I think Annie's Attic has it if you want to order on line.


----------



## aknitter (Jan 25, 2011)

A few years ago I had a shop in NJ. Someone introduced me to something called a "Knit-CroHook" It's exactly what this is. It came with a video, the hook and some 'shoe lace' looking cord. I have since misplaced both the hook & the video. 
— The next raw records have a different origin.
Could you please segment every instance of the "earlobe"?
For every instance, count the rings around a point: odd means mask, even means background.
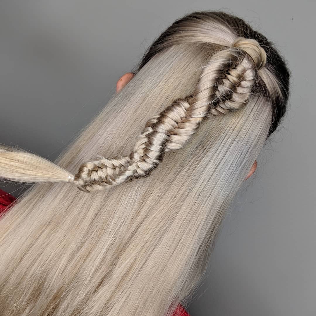
[[[251,169],[250,169],[250,171],[249,172],[249,173],[245,178],[245,180],[247,180],[248,178],[251,177],[253,174],[256,171],[256,169],[257,169],[257,160],[255,160],[254,162],[253,163],[253,164],[252,165],[252,167],[251,167]]]
[[[134,74],[131,72],[127,72],[124,74],[118,80],[116,83],[116,92],[120,91],[131,80],[134,76]]]

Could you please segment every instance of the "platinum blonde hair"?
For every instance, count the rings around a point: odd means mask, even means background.
[[[263,35],[209,11],[134,72],[54,163],[0,147],[0,177],[40,183],[0,220],[0,314],[169,316],[198,284],[289,73]]]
It was a neat technique and there were all sorts of projects that could be made. 

Anita


----------



## hennalady (Nov 12, 2011)

Thanks for all the input ladies. I will be getting mine after I finish my blanket for Linus Project. I am afraid I will get distracted playing with my new toys and not finish this beast. My goal is to have it on a child 'BY CHRISTMAS" So I have to work faster....
Thanks Kids!! Ill post my progress in case more ideas roll through here.


----------



## M2SMRTFORU (Oct 28, 2011)

Just ordered kit from Amazon.com new for 5.36 plus shipping


----------



## Zoey (Feb 12, 2011)

I just did open and try my knook kit yesterday, it kills me the way subjects come up that I just happened to do in the last day or two. I will give it more of a chance, but mu experience with it yesterday , I found that I was really having a time because the stitches I was doing were so tight. When I saw the post where she said it was loose, I was amazed, I'll have to work at it. Also tried my tunision hook (long crochet hook with an end on it) I liked doing that. I told myself I couldn't start another project until after the New Year. (almost cheating) I did pull it all out though LOL


----------



## MeekOne (Aug 19, 2011)

Leisure Arts online carrys this also.


----------



## hoodedmaiden60 (Mar 16, 2011)

I got mine the other day at walmart for 6.99.. i havent tried it yet but i will soon!!! Good luck with it!!!


----------



## hennalady (Nov 12, 2011)

The link at the beginning of this topic shows how to use and ordering info from Leisure Arts.


----------



## hennalady (Nov 12, 2011)

hoodedmaiden60 said:


> I got mine the other day at walmart for 6.99.. i havent tried it yet but i will soon!!! Good luck with it!!!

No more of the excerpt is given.